Why should there be differences? The authors look at immigration policies. It seems based on immigration policies, Canada should be getting the brightest. However, perhaps because of a more egalitarian culture in Canada, may be Indians prefer US where the system rewards highly to those with capabilities.

This has brain drain implications which looks at the issue narrowly:

Indian entrepreneurs contribute substantially to their host economies. Indian firms hire 610 thousand employees and have total sales of $88 billion in the United States alone (U.S. Census Bureau 2007). In Canada, and especially in the United Kingdom, Indian entrepreneurs are more likely to hire employees. From India’s perspective, these findings have implications for “brain drain.” Although concerns over “brain drain” usual focus on the loss of highly educated workers in professional occupations, the loss of entrepreneurial talent is also important. The loss of Indian entrepreneurial talent to developed countries such as the United States, Canada and United Kingdom may have severe consequences for aggregate income, the creation of wealth, and employment. In addition to examining the potential 25 benefits of Indian entrepreneurs in the host country, as is done here, more research is needed to explore the potential costs to India.

Census data, while rich along many dimensions, limit our efforts to pursue additional avenues of research including the selection of Indian immigrants to host countries and the selection into entrepreneurship. It is likely that the returns to education are much larger for entrepreneurs in the countries we study than in India, which causes them to emigrate. Van der Sluis, van Praag, and Vijverberg (2005) conduct a meta-analytical empirical review and note that the return to schooling in terms of enterprise income in developing economies is actually comparable to that of industrial countries. But they also note that educated people prefer wage employment to nonfarm entrepreneurship, an effect that is stronger in economies where agriculture is dominant and literacy rates are lower. Nearly two-thirds of the Indian labor force is in agriculture and only around 60% of its population is literate.29 Therefore, it is likely that educated Indians who want to become entrepreneurs are more likely to start their enterprises in the wealthy countries rather than at home.

More research needed to identify choices facing an entrepreneur:

The challenge in identifying who chooses to become an entrepreneur is finding an identifying restriction – a variable that affects the entrepreneurship choice, but not earnings and such an instrument has yet to be identified and employed in empirical work.
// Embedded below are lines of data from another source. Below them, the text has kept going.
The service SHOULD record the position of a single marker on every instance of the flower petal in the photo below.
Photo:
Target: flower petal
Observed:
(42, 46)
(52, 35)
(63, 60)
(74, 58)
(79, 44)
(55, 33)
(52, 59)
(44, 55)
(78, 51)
Finally, immigration differences appear unable to explain all the differences in the strong performance of Indian entrepreneurs in the U.S. relative to Canada and the U.K. In addition to immigration policies, credit and labor markets, among other institutional features are likely to matter. To incorporate these considerations we would need a structured framework that simultaneously examines the decision to become an entrepreneur as opposed to a worker and  the choice of a national location. Our systematic exploration of Indian entrepreneurs in varied developed countries places us in a good position to pursue these issues in future work.

Interesting bit.

One may ask what would Satya have done if he was in India? First Post has a nice take..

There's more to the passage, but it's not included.